About Time

Beltane                                                                              Early Growth Moon

I have stood on the shore of time itself, looking out on the broad sea that laps upon its sand, the vast space ocean, touching all, then circling back, once more to the beach where time rests, gay umbrellas stuck here and there, the men and women in bathing suits, swim suits, bikinis, nothing at all.  No children, just the adults of this one tribe, homo sapiens, from this one lonely outpost, away there in a long arm of the Milky Way Galaxy, nothing special as things universal and cosmic go, just conglobulated star dust.

They watch, as I do, the darkness and the many lights, those stars, those other suns, in other galaxies and those we can see only a tiny, tiny fraction of the whole though we strain these eyes of ours, a gift from the home planet and its billions of years of effort to create one who could see it back.

We watch, the ape that walks and talks, thinks, sees, laughs and cries.  The arms and the legs and the mind and the heart of this universe, allowed here on the beach so we can act out our purpose, seeing the rest, looking for all this, back at all this, born of star dust and doomed or fated or blessed to return.

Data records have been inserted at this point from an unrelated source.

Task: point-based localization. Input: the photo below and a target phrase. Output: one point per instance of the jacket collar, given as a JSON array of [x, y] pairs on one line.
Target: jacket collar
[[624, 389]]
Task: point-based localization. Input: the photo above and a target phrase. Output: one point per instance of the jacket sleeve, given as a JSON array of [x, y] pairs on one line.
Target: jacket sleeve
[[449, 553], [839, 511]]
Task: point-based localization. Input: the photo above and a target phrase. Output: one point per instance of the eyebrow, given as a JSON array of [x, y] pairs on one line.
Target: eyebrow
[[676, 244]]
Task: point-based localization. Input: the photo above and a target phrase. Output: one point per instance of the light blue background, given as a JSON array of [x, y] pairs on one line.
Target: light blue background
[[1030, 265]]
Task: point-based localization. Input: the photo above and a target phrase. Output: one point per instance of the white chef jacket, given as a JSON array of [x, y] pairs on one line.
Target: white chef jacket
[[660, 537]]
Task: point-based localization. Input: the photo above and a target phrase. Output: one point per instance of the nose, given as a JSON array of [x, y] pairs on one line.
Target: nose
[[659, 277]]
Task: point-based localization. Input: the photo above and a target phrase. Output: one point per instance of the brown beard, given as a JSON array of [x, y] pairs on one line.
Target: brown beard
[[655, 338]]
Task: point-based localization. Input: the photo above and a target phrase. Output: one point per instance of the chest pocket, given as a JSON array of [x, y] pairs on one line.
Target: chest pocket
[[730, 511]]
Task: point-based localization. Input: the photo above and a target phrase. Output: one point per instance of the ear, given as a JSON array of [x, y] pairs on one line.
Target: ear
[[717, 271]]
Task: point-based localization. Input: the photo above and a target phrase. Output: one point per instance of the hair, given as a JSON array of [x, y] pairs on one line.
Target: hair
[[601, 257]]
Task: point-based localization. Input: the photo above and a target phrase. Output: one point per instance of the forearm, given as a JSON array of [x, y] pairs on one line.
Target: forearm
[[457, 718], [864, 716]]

I have stood on the shore of time itself.  And so have you.

The Wall

Beltane                                                                          Early Growth Moon

I’ve hit some kind of wall.  All this straight at it time, working on Missing and translating Ovid, reading about the numinous and researching Edward Hopper, modernism and romanticism, all fun, all core to what I’m about in this phase of my life, but the weather and the constant intellectual push has me wanting some relief.  The garden often provides that balance for me, but the rain has kept us out of there and it looks like it might for the next couple of days, too.

Those tomatoes and peppers are in some UPS warehouse, supposed to be here today.  Kate bought annuals, laid in some root stimulator to support the transplants after they move from pot to ground.  So we have planting to do.  She also found a possible source of garden help for us while shopping at the Green Barn.  That would be nice.  We could do much more if we had an extra hand for the heavy and tedious stuff.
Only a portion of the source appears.